By seven-thirty Ringling Brothers and Barnum & Bailey had pretty well got its tents up and it was time for me and my brother to race back to where the motorcars were unloading the tiny Downey Brothers circus; a miniature version of the large miracle, it poured out of trucks instead of trains, with only ten elephants instead of nearly one hundred, and just a few zebras, and the lions, drowsing in their separate cages, looked old and mangy and exhausted. That applied to the tigers, too, and the camels that looked as if they’d been walking a hundred years, their pelts beginning to drop off.
My brother and I worked through the morning carrying cases of Coca-Cola, in real glass bottles, instead of plastic, so that lugging one of those cases meant carrying fifty pounds. By nine o’clock in the morning I was exhausted because I had had to move forty or more cases, taking care to avoid being trampled by one of the monster elephants.
At noon we raced home for a sandwich and then back to the small circus for two hours of explosions, acrobats, trapeze performers, mangy lions, clowns, and Wild West horse riding.
With the first circus done, we raced home and tried to rest, had another sandwich, then walked back to the big circus with our father at eight o’clock.
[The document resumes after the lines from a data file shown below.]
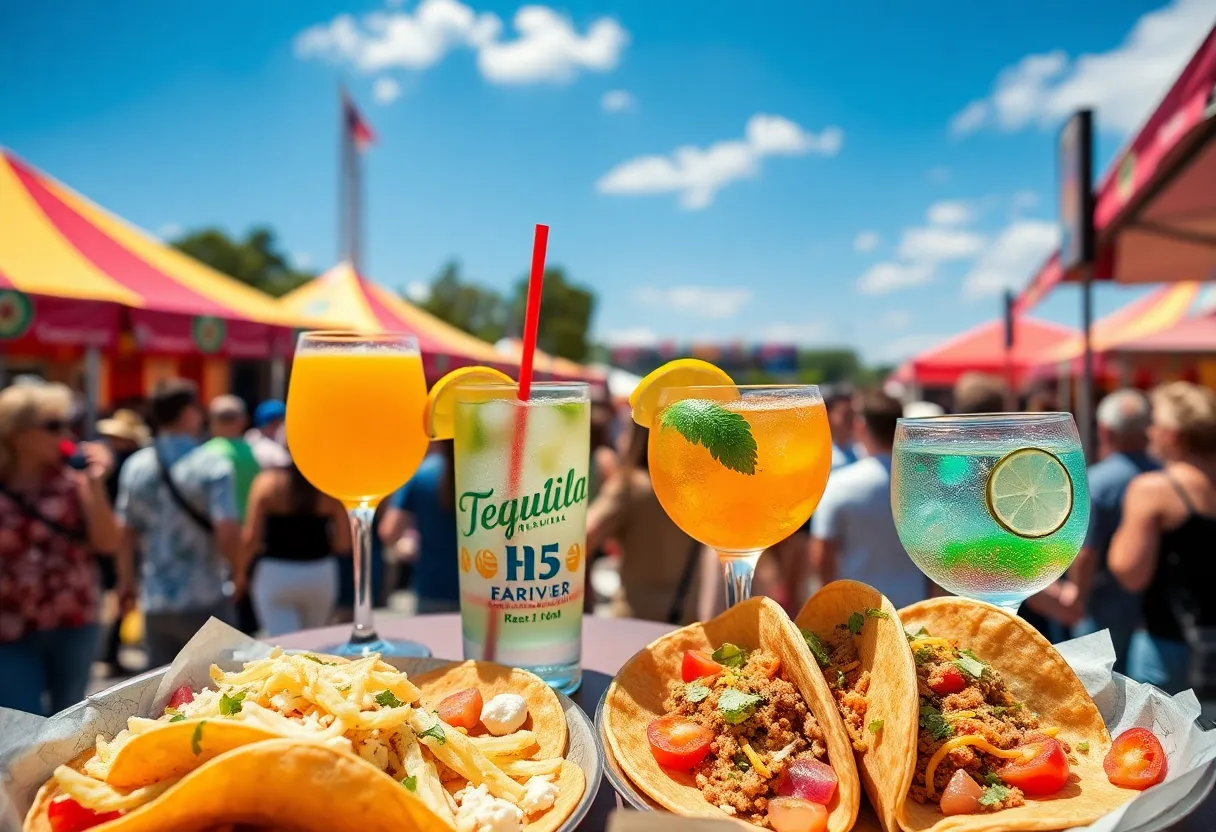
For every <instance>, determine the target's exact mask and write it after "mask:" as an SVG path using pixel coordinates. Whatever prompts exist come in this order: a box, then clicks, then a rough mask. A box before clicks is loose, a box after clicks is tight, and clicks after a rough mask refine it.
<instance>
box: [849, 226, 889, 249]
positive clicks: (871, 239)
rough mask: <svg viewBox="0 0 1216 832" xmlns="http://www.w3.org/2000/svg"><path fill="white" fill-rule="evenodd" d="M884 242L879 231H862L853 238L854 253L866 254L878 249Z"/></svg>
mask: <svg viewBox="0 0 1216 832" xmlns="http://www.w3.org/2000/svg"><path fill="white" fill-rule="evenodd" d="M882 242H883V238H882V237H879V236H878V231H861V232H858V234H857V236H856V237H854V238H852V251H855V252H861V253H862V254H865V253H867V252H872V251H874V249H876V248H878V246H879V244H880V243H882Z"/></svg>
Another two hours of brass thunder followed, avalanches of sound and racing horses, expert marksmen, and a cage full of truly irritable and brand-new dangerous lions. At some point my brother ran off, laughing, with some friends, but I stayed fast by my father’s side.
By ten o’clock the avalanches and explosions came to a stunned halt. The parade I had witnessed at dawn was now reversed, and the tents were sighing down to lie like great pelts on the grass. We stood at the edge of the circus as it exhaled, collapsed its tents, and began to move away in the night, the darkness filled with a procession of elephants huffing their way back to the train yard. My father and I stood there, quiet, watching.
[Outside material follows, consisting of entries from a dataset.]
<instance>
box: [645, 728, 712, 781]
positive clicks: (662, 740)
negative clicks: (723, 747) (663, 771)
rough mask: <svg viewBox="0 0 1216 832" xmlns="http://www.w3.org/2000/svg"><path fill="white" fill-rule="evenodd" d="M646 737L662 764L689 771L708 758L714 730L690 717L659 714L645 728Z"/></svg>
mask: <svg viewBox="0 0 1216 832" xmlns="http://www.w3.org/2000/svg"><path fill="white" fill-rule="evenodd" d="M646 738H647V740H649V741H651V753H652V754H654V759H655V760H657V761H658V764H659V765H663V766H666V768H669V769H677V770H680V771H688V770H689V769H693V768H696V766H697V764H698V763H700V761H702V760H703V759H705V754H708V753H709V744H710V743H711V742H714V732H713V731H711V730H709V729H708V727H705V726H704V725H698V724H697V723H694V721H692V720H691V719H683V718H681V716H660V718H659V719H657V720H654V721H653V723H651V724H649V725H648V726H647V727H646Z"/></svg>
I put my right foot forward to start the long walk home when, suddenly, a strange thing happened: I went to sleep on my feet. I didn’t collapse, I felt no terror, but quite suddenly I simply could not move. My eyes clamped shut and I began to fall, when suddenly I felt strong arms catch me and I was lifted into the air. I could smell the warm nicotine breath of my father as he cradled me in his arms, turned, and began the long shuffling walk home.
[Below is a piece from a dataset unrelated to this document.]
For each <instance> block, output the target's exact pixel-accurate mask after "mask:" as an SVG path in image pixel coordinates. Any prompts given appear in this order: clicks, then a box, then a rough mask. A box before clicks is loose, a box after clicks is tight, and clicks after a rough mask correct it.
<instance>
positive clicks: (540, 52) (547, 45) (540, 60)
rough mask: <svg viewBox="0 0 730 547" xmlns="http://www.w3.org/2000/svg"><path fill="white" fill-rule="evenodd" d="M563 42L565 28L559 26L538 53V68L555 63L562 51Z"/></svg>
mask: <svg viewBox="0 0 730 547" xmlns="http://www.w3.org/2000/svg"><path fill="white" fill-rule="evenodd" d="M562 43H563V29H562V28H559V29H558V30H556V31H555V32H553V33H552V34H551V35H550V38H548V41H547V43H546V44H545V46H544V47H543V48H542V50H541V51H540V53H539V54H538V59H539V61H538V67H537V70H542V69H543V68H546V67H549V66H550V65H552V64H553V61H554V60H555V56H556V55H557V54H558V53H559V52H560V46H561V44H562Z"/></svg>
Incredible, the whole thing, for we were more than a mile from our house and it was truly late and the circus had almost vanished and all its strange people were gone.
On that empty sidewalk my father marched, cradling me in his arms for that great distance, impossible, for after all I was a thirteen-year-old boy weighing ninety-two pounds.
I could feel his difficult gasps as he gripped me, yet I could not fully wake. I struggled to blink my eyes and move my arms, but soon I was fast asleep and for the next half hour I had no way of knowing that I was being toted, a strange burden, through a town that was dousing its lights.